Monday, May 31, 2010

Should public transportation be free

by Paul Rance

From Helium website:

With free public transport, there would seem to be benefits from a green perspective, because you would assume that there would be less people on the road. But it would be a disastrous experiment if most people still continued to habitually use cars. However, it is an idea certainly worth considering, and the more one thinks about it then the lass fanciful the whole idea seems to be.

The gridlock in some of the major cities around the world could be alleviated by free public transport - as long as enough people used the service, and other car users didn't swarm into a city thinking not so many cars would be around! Judging how people will react to new things is never that easy, but anything free does tend to make the eyes light up of most people.
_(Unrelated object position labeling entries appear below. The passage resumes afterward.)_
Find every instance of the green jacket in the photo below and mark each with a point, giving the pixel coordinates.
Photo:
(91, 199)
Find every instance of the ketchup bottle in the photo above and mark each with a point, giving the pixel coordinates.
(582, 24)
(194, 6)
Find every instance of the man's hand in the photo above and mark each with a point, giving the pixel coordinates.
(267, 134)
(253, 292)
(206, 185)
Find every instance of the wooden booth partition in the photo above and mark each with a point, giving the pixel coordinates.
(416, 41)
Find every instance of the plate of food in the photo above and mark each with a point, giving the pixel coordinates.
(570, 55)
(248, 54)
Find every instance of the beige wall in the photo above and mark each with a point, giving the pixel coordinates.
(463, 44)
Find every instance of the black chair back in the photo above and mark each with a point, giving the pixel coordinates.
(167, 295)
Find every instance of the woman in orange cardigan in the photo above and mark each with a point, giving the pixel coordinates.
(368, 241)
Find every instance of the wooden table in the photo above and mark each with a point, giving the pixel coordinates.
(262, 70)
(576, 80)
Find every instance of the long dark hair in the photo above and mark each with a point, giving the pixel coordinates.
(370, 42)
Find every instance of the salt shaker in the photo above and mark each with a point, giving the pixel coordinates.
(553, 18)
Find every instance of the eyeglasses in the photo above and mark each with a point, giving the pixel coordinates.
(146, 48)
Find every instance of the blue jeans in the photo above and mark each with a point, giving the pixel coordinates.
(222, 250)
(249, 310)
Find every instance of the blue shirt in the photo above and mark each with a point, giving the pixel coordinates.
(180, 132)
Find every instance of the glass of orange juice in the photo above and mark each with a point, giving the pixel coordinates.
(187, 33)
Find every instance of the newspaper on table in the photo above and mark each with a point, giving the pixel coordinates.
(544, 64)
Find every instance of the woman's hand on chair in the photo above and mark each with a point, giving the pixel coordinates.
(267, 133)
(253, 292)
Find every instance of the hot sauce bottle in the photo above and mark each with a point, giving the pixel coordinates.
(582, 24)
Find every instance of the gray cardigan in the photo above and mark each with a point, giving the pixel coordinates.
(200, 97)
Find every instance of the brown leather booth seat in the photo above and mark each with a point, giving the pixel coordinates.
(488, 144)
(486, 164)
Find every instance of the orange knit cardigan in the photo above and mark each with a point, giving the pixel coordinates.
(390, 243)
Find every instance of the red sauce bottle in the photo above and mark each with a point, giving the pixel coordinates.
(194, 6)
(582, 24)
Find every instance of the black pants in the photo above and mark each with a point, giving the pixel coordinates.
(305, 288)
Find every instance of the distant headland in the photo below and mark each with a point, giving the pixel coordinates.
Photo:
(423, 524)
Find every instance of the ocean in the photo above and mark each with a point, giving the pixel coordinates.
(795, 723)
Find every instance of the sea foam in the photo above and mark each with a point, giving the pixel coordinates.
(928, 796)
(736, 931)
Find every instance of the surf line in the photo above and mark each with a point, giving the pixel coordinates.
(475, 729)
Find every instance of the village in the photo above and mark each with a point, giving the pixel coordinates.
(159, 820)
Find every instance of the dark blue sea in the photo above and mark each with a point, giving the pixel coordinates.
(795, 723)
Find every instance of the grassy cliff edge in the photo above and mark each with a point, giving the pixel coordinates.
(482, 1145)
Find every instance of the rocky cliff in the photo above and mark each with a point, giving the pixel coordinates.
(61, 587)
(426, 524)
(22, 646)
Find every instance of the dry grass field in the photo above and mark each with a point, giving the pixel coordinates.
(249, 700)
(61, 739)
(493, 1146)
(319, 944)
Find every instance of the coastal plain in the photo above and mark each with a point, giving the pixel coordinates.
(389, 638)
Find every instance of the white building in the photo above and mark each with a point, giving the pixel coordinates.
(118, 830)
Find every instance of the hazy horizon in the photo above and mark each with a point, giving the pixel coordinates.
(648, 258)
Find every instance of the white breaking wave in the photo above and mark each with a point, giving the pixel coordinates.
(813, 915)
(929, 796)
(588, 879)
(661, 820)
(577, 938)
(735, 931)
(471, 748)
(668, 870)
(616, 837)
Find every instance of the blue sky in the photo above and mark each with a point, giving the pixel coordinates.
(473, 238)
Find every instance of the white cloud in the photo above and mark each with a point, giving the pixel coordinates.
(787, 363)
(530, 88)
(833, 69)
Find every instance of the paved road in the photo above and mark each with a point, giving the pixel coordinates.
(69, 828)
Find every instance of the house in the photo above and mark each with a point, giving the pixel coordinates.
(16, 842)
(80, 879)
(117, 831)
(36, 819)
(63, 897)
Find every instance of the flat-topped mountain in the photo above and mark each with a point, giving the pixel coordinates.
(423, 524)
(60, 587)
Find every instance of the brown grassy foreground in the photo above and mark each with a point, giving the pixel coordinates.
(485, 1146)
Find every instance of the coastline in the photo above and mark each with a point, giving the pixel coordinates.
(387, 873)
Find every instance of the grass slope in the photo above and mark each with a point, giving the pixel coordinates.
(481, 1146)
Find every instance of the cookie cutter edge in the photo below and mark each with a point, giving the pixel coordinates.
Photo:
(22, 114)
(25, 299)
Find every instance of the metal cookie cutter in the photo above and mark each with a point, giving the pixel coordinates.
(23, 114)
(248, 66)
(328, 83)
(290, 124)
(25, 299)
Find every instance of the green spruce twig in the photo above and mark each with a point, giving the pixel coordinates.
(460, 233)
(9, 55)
To make free public transport work, there would have to be a system in place which would make using public transport so much a better option than using a car. It's fair to suggest that people should normally have free choice, but it would be a good idea to bring in a free transport scheme for one day a week, and see how successful or not it was. Not allowing cars into a town or city for one day a week doesn't seem so Draconian a measure.

There would be better air quality with less cars on the road, and make a town or city a more healthy place to visit. It would be interesting to see if the cost of providing free public transport could be offset by the increase of shoppers to a town or city. A town or city without cars would appeal to many, though would some people from outside the area think of visiting these towns and cities by car?!

The idea of not so much traffic on the road would give most people a lift. No more frustrating traffic jams, nicer air to breathe, not having to wait several minutes to cross the road, no worries about your car being broken into, and no worries of struggling to pay for petrol. Less traffic would also have the little beneficial effect of making it easier for people to get to work on time.

Ways money could be raised to fund public buses and tube trains could really come indirectly, through the boost to local economies from tourists. Another idea could be encouraging local businesses to advertise on local buses or tube trains. It is something worth at least trying. It might actually work!